Therein lies my second troublesome issue with the passing of my childhood friend: I find myself angry at him. Angry that he gave up, yes, but also furious that he never believed us when we saw his pain and reminded him how much his friendship meant to us. He laughed off the implication that we loved him and would all feel a little hollower without him. He just left us to watch him go, praying to a God that was, honestly, harder and harder to believe in that he’d remember our phone numbers if he ever needed support. I would have been there for him had he asked. I would have walked him through detox and late-night phone calls. I would have kept him company when he chose to stay home and watch television instead of go out and fight the temptation to get drunk or high.
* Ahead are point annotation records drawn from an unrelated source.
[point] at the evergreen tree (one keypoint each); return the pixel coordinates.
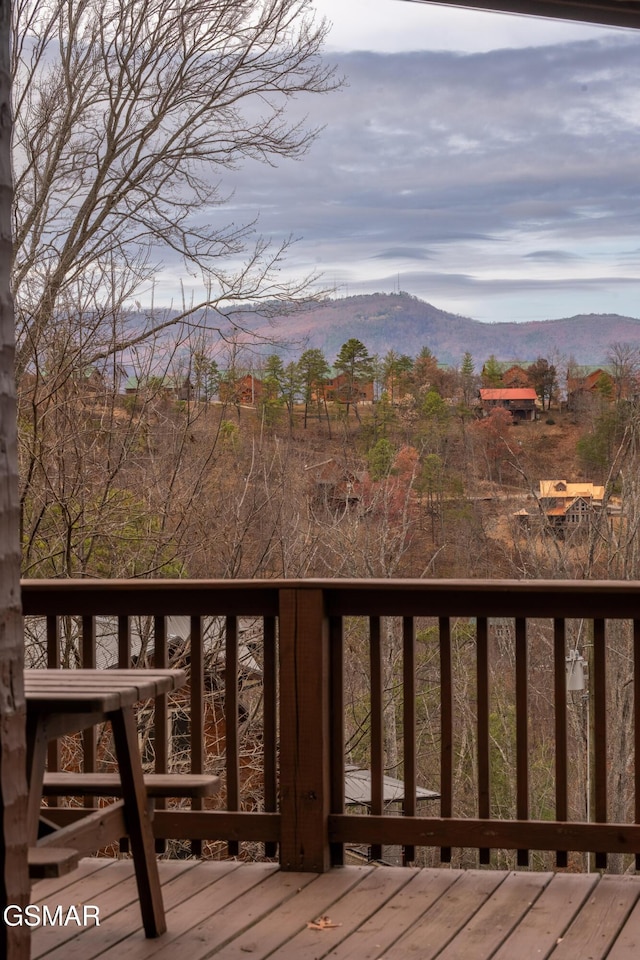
(313, 371)
(467, 377)
(491, 373)
(542, 375)
(356, 364)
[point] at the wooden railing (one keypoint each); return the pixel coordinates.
(314, 637)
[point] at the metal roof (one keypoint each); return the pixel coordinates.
(616, 13)
(508, 393)
(357, 789)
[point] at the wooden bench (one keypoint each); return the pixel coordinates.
(158, 785)
(47, 862)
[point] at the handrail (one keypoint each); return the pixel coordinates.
(305, 704)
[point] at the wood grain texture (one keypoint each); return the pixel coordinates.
(304, 731)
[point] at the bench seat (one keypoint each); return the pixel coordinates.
(48, 862)
(108, 785)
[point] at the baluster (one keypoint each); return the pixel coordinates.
(522, 731)
(409, 726)
(196, 713)
(560, 703)
(336, 727)
(377, 731)
(446, 728)
(231, 723)
(599, 686)
(484, 770)
(270, 731)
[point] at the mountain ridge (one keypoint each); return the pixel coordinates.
(406, 324)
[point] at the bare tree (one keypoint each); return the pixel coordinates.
(127, 115)
(14, 880)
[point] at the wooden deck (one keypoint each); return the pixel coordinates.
(234, 911)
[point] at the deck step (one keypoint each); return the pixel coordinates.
(48, 862)
(108, 785)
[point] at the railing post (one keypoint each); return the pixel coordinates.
(304, 731)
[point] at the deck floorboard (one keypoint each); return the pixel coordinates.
(235, 910)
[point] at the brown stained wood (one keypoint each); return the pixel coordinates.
(231, 910)
(424, 598)
(376, 724)
(490, 834)
(89, 736)
(627, 945)
(139, 831)
(497, 916)
(522, 730)
(315, 900)
(549, 916)
(270, 722)
(398, 915)
(232, 752)
(212, 928)
(447, 917)
(53, 663)
(446, 728)
(374, 890)
(80, 888)
(336, 727)
(117, 904)
(109, 901)
(46, 862)
(482, 695)
(560, 721)
(110, 785)
(217, 825)
(599, 700)
(41, 889)
(596, 927)
(87, 830)
(161, 706)
(620, 13)
(196, 713)
(180, 883)
(304, 731)
(124, 643)
(409, 725)
(636, 724)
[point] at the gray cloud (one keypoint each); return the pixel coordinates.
(510, 161)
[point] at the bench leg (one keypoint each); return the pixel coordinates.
(139, 828)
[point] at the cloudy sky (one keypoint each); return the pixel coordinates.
(487, 163)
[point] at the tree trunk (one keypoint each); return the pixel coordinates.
(14, 880)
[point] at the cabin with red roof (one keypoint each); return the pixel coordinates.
(520, 402)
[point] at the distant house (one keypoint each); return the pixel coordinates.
(170, 387)
(334, 486)
(570, 505)
(516, 377)
(583, 388)
(340, 389)
(520, 402)
(246, 390)
(513, 373)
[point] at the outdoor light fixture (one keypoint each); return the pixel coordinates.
(576, 665)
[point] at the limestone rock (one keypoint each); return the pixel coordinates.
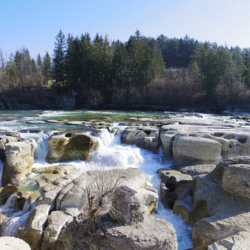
(153, 234)
(146, 138)
(238, 241)
(19, 157)
(195, 150)
(198, 170)
(12, 243)
(56, 221)
(70, 147)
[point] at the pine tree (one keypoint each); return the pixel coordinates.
(59, 59)
(46, 69)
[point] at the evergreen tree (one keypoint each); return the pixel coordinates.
(46, 69)
(59, 59)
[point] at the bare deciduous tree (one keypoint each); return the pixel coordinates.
(98, 195)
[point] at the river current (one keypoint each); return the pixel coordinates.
(110, 154)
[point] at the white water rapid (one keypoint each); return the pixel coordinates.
(110, 154)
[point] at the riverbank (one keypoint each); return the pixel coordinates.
(171, 165)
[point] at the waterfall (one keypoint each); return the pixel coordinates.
(109, 155)
(16, 221)
(112, 154)
(1, 172)
(10, 204)
(42, 147)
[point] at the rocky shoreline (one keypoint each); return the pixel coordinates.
(208, 186)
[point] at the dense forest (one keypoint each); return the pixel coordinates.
(142, 71)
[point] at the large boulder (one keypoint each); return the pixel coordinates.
(12, 243)
(236, 179)
(147, 138)
(70, 146)
(189, 150)
(56, 221)
(238, 241)
(19, 158)
(220, 210)
(153, 234)
(198, 170)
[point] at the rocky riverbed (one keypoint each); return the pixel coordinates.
(125, 181)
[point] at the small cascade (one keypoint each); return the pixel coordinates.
(42, 147)
(1, 172)
(16, 219)
(113, 154)
(10, 204)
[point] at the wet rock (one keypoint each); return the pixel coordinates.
(236, 241)
(167, 138)
(236, 179)
(154, 234)
(56, 221)
(188, 150)
(126, 207)
(147, 138)
(19, 158)
(70, 146)
(12, 243)
(33, 231)
(219, 214)
(183, 207)
(174, 186)
(198, 170)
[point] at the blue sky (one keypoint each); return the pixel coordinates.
(34, 23)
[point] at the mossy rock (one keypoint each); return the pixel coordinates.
(70, 147)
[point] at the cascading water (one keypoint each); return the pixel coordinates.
(1, 172)
(110, 154)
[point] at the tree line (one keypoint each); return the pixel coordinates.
(141, 70)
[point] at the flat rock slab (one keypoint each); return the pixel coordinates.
(12, 243)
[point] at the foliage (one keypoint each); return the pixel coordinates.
(140, 71)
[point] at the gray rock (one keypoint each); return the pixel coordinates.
(189, 150)
(19, 158)
(152, 234)
(198, 170)
(147, 138)
(12, 243)
(70, 146)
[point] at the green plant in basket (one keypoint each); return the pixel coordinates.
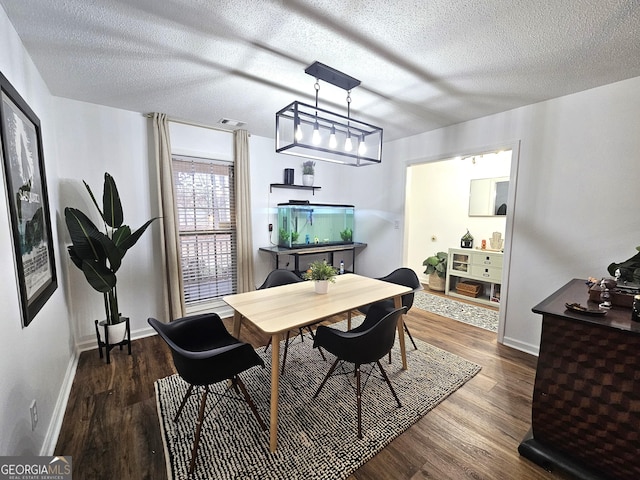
(436, 264)
(320, 270)
(99, 255)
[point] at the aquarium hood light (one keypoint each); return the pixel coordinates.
(319, 134)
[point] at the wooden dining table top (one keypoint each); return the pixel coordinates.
(286, 307)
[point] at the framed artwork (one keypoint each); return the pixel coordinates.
(27, 200)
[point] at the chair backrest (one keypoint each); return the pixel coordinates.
(407, 277)
(362, 346)
(280, 277)
(203, 350)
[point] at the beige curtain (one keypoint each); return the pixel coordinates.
(170, 242)
(244, 238)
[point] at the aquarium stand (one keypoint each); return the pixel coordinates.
(296, 253)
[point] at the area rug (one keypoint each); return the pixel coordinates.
(317, 438)
(463, 312)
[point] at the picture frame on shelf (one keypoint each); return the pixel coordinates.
(22, 159)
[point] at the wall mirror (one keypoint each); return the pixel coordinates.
(488, 196)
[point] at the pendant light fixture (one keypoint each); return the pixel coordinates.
(316, 133)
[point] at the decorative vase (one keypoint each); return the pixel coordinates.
(322, 286)
(436, 282)
(307, 180)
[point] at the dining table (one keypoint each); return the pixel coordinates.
(277, 310)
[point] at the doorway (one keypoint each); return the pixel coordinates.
(437, 207)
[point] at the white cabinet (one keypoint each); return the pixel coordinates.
(474, 275)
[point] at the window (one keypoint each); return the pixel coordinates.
(204, 196)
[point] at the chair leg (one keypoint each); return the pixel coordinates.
(333, 367)
(359, 401)
(284, 356)
(406, 329)
(196, 440)
(386, 379)
(313, 337)
(183, 403)
(250, 402)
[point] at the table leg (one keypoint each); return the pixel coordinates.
(237, 323)
(403, 351)
(275, 381)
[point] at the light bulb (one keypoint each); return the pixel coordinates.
(362, 148)
(333, 143)
(315, 138)
(298, 131)
(348, 146)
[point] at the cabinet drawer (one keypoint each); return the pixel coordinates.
(487, 259)
(487, 273)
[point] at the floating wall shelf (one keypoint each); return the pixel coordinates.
(299, 187)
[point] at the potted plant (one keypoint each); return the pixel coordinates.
(322, 273)
(99, 255)
(437, 270)
(346, 235)
(308, 170)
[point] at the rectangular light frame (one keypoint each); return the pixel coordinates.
(307, 115)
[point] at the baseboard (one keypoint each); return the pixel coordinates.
(522, 346)
(92, 343)
(51, 437)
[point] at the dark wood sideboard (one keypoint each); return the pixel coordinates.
(585, 416)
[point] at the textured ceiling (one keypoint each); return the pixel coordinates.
(423, 64)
Being there for him is the least I could have done for all the times that he had been there for me.

I realize that anger is a selfish response. I don’t know how else to feel, though. I wasn’t close enough with him in recent years to warrant any other response. I could say that I will miss him all I want, but I have missed him now for two years, so just missing him has the implication that without him, nothing has changed. I suppose there’s some regret; there’s shame, perhaps, that I didn’t make a more directed effort to reach out to him. In my experience, though, regret and shame eventually lead to anger. I’m just jumping ahead to the inevitable. Expediting the process so I don’t have to think about it much.

For now, I will reminisce and remember the good times. I will laugh when I think about a snippet of conversation or relay to a co-worker a joke that Ryan once told. I will be forever grateful for all the trouble we once got into. In time, I will come to terms with this abject sadness, this servile guilt. Maybe by January 23. That will be about nine and a half weeks.